Friday, July 4, 2014
How I Would Change The World Cup
By Allen Bacon, The Daily Bosco
After watching or listening to all or parts of the sixty World Cup Soccer matches so far this year, I think I am now in an unique position to offer advice on how to change the Tournament for the better.
I am ready to assume my position as Soccer Czar.
First of all, let me tell you what I like about this year's event. It basically starts and ends with the television and radio coverage on ESPN.
Living on the West Coast of the United States, I was in the perfect time zone for viewing or listening to the coverage even though I worked through the entire tournament and couldn't get to Brazil.
I set up shop at my favorite table (by the window) of my friend's cafe which is equipped with a large screen TV and around the corner from my office by the John Wayne Airport in South Orange County. I would watch part of a game at morning break and the last half of a game at lunch.
Coupled with live Wimbledon Tennis matches for breakfast, I have been in pretty good shape for the last couple of weeks during the work week when it comes to being a sports spectator.
On the weekends I have listened to all the World Cup games on ESPN Radio while working around my home.
ESPN has done a great job all around with excellent commentators.
My only pet peeve is the English chap on the Radio side who can't seem to pronounce the most basic of Latin surnames like Hernandez and Martinez. But I will forgive him because he has such a darn charming English accent.
What are my criticisms and what would I change about the World Cup Soccer tournament? I don't even know where to begin.
Let's start with the now archaic tradition of having all the games played in one country.
After over 14 billion dollars were spent and at human lives were sacrificed to get the country of Brazil ready for this World Cup when it sorely needed that money for more important endeavors and problems, it is seriously time to rethink this aspect of the tournament.

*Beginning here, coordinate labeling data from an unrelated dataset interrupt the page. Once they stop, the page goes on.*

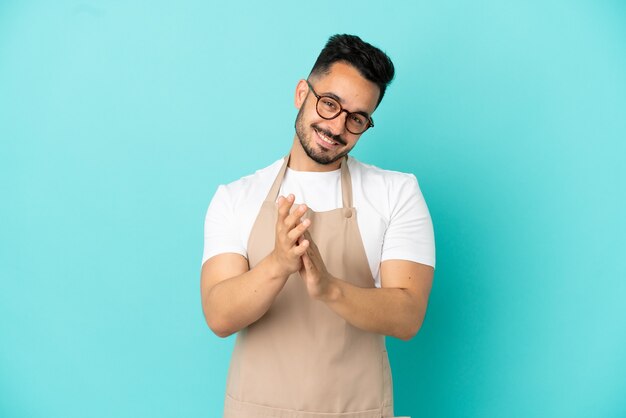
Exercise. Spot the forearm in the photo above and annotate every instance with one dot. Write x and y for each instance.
(389, 311)
(237, 302)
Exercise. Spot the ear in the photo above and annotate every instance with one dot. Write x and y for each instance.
(301, 91)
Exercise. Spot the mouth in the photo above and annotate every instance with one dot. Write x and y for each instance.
(325, 139)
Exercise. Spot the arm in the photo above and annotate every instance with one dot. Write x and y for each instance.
(397, 309)
(234, 296)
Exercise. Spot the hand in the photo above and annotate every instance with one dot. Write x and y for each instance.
(317, 279)
(289, 245)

Adding to this is the reported problems and abuses that Qatar is experiencing in getting ready for their World Cup. In my opinion, FIFA (the association that runs the event) is largely responsible and needs to take accountability for this abuse. In all of this, it seems that it has been forgotten that soccer is just a game and sports is a toy box. It's really not that serious in the grand scheme of things.

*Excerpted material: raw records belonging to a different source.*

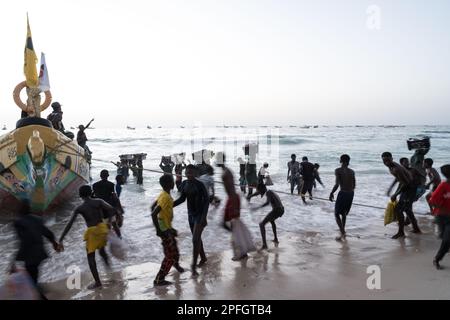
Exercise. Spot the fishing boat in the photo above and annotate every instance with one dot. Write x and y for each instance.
(37, 162)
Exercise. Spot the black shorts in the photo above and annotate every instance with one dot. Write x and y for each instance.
(343, 203)
(307, 186)
(273, 215)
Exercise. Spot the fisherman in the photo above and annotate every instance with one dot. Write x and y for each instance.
(92, 210)
(242, 242)
(250, 174)
(345, 180)
(242, 180)
(105, 190)
(307, 173)
(166, 164)
(56, 117)
(162, 216)
(317, 176)
(407, 192)
(82, 139)
(261, 186)
(179, 167)
(277, 211)
(440, 202)
(30, 229)
(208, 181)
(120, 181)
(433, 176)
(293, 176)
(197, 204)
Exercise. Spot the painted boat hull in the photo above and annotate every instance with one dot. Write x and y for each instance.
(46, 183)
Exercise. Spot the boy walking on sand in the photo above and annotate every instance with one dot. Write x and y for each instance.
(440, 202)
(162, 216)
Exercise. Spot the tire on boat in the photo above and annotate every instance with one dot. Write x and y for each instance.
(23, 106)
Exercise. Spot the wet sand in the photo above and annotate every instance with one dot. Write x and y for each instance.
(306, 265)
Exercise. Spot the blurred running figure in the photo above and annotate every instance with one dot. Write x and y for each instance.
(407, 192)
(293, 176)
(433, 175)
(345, 179)
(197, 204)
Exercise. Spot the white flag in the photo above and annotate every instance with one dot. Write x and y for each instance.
(44, 82)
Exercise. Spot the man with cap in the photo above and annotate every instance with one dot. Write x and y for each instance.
(82, 139)
(56, 117)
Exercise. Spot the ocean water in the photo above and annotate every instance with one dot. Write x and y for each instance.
(323, 145)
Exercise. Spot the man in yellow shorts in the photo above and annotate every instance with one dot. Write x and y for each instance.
(92, 210)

This is, after all, the WORLD Cup. Why should one country monopolize the entire tournament? Why can't the rest of the world enjoy parts of the tournament close to home?

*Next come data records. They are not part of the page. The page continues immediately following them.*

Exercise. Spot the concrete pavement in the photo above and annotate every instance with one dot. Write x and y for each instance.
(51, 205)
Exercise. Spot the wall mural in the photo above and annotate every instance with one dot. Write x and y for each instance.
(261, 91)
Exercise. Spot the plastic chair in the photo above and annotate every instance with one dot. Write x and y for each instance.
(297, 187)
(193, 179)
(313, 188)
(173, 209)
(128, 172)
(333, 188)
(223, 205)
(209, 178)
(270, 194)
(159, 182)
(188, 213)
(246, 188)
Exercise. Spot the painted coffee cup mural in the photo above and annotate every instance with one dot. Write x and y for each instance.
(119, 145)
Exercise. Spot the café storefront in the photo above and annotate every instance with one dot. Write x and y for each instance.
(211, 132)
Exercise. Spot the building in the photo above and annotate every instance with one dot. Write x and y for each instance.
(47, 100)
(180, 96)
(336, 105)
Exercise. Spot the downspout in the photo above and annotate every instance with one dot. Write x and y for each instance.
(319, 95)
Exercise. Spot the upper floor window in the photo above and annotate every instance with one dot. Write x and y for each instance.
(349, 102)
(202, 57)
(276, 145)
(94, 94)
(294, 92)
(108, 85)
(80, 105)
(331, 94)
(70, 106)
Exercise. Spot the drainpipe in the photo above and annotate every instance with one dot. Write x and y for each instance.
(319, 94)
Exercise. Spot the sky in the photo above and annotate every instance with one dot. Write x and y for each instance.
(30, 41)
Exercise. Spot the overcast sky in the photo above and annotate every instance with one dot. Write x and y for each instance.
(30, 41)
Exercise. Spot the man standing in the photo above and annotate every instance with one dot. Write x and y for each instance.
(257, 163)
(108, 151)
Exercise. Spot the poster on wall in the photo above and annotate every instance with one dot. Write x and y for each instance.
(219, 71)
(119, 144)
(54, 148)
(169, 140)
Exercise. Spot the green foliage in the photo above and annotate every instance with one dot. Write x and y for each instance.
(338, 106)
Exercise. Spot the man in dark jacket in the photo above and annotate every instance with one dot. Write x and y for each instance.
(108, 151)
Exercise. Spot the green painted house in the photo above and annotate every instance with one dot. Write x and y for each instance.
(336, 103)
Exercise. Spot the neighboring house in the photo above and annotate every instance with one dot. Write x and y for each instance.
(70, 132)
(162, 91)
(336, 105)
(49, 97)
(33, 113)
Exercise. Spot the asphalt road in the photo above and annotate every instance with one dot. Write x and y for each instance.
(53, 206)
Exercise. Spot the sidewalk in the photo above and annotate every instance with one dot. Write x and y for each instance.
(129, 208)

The World Baseball Classic has it right. As is the case with the WBC, the round robin tournament preliminary round of World Cup Soccer should be held in different countries all around the world in a regional setting.
For instance, this year Mexico, United States, Costa Rica and Honduras could have been in one group and those games could be played in Mexico City or San Francisco, or San Jose, Costa Rica or Los Angeles in an existing Stadium that did not have to be rushed to be completed in time.
The tournament could then move on to the host country for the "Knock Out Round". One of the Groups (involving four of the South American countries) could have played their preliminary round robin tournament in the host country also.
The point is that all this money did not have to be spent in building new state of the art stadiums. In a soccer rich country like Brazil and countries all around the world the stadiums already exist.
My next point of contention is the officiating.
Poor officiating has cost some teams this year. The biggest example in my mind is the Mexico-Netherlands game last weekend. It was clear to the rest of the world that Netherlands star player Arjen Robben dramatically "flopped" (faking injury and going to the ground) at least three times during the match but was never called for it.
With the game in the final crucial minutes and knotted at 1-1, there was yet another blatant flop by Robben and a free penalty kick (equivalent to a free throw in basketball from five feet away or a slam dunk) awarded to the Netherlands. The result was an easy goal and a win for the Netherlands.
In the National Hockey League Stanley Cup Finals, this would not have happened because the officials, unless it is so blatant and undeniable would have let the players play and kept penalties, especially those that effect the outcome of the game, to a minimum.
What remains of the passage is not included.